# Technical Document Extraction: LLM Benchmark Performance Comparison
## 1. Component Isolation
* **Header/Legend:** Located at the top of the image, spanning the width. It contains six color-coded labels for the models being compared.
* **Main Chart:** A grouped bar chart showing performance across six different benchmarks.
* **Y-Axis:** Located on the left, representing "Accuracy / Percentile (%)".
* **X-Axis:** Located at the bottom, representing six specific benchmark categories with their respective metrics in parentheses.
---
## 2. Legend and Model Identification
The legend is positioned at the top of the chart. Each model is represented by a specific color and pattern:
| Model Name | Color/Pattern Description |
| :--- | :--- |
| **DeepSeek-V3** | Royal Blue with white diagonal stripes (hatching) |
| **DeepSeek-V2.5** | Light Blue (solid) |
| **Qwen2.5-72B-Inst** | Medium Grey (solid) |
| **Llama-3.1-405B-Inst** | Light Grey (solid) |
| **GPT-4o-0513** | Tan/Beige (solid) |
| **Claude-3.5-Sonnet-1022** | Cream/Off-white (solid) |
---
## 3. Data Table Reconstruction
The following table extracts the numerical data points displayed above each bar in the chart.
| Benchmark (Metric) | DeepSeek-V3 | DeepSeek-V2.5 | Qwen2.5-72B-Inst | Llama-3.1-405B-Inst | GPT-4o-0513 | Claude-3.5-Sonnet-1022 |
| :--- | :---: | :---: | :---: | :---: | :---: | :---: |
| **MMLU-Pro** *(EM)* | **75.9** | 66.2 | 71.6 | 73.3 | 72.6 | 78.0 |
| **GPQA-Diamond** *(Pass@1)* | **59.1** | 41.3 | 49.0 | 51.1 | 49.9 | 65.0 |
| **MATH 500** *(EM)* | **90.2** | 74.7 | 80.0 | 73.8 | 74.6 | 78.3 |
| **AIME 2024** *(Pass@1)* | **39.2** | 16.7 | 23.3 | 23.3 | 9.3 | 16.0 |
| **Codeforces** *(Percentile)* | **51.6** | 35.6 | 24.8 | 25.3 | 23.6 | 20.3 |
| **SWE-bench Verified** *(Resolved)* | **42.0** | 22.6 | 23.8 | 24.5 | 38.8 | 50.8 |
---
## 4. Trend Analysis and Key Observations
### General Trends
* **DeepSeek-V3 Performance:** In every category, the DeepSeek-V3 value is highlighted in a **bold font**, indicating it is the primary subject of the chart. It outperforms its predecessor (DeepSeek-V2.5) significantly across all benchmarks.
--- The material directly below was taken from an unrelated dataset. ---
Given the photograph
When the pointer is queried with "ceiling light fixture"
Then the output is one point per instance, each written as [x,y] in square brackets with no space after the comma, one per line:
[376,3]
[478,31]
* **Competitive Standing:** DeepSeek-V3 holds the highest score in 4 out of the 6 benchmarks shown (MMLU-Pro and SWE-bench Verified being the exceptions where Claude-3.5-Sonnet-1022 leads).
### Category Specifics
1. **MMLU-Pro (EM):** Most models cluster between 71% and 78%. Claude-3.5-Sonnet-1022 leads this category at 78.0%, followed by DeepSeek-V3 at 75.9%.
2. **GPQA-Diamond (Pass@1):** Claude-3.5-Sonnet-1022 leads (65.0%), with DeepSeek-V3 following (59.1%). There is a significant drop-off to the other models which are near or below 50%.
3. **MATH 500 (EM):** DeepSeek-V3 shows a dominant lead at 90.2%, which is 10.2 percentage points higher than the next closest model (Qwen2.5-72B-Inst at 80.0%).
4. **AIME 2024 (Pass@1):** DeepSeek-V3 shows a very strong lead at 39.2%, more than double the performance of most other models in the set (e.g., DeepSeek-V2.5 at 16.7% and Claude at 16.0%).
5. **Codeforces (Percentile):** DeepSeek-V3 leads significantly at 51.6%. Interestingly, the "frontier" Western models (GPT-4o and Claude-3.5) perform the worst in this specific coding percentile metric (23.6% and 20.3% respectively).
6. **SWE-bench Verified (Resolved):** Claude-3.5-Sonnet-1022 leads at 50.8%. DeepSeek-V3 follows at 42.0%, showing a substantial improvement over DeepSeek-V2.5 (22.6%).
---
## 5. Axis and Scale Details
* **Y-Axis:** Ranges from 0 to 100 with major increments every 20 units (0, 20, 40, 60, 80, 100). Horizontal dashed grid lines are present at each 20-unit interval to facilitate visual alignment.
* **X-Axis:** Categorical, representing six distinct benchmarks. Each category contains a cluster of six bars corresponding to the models in the legend.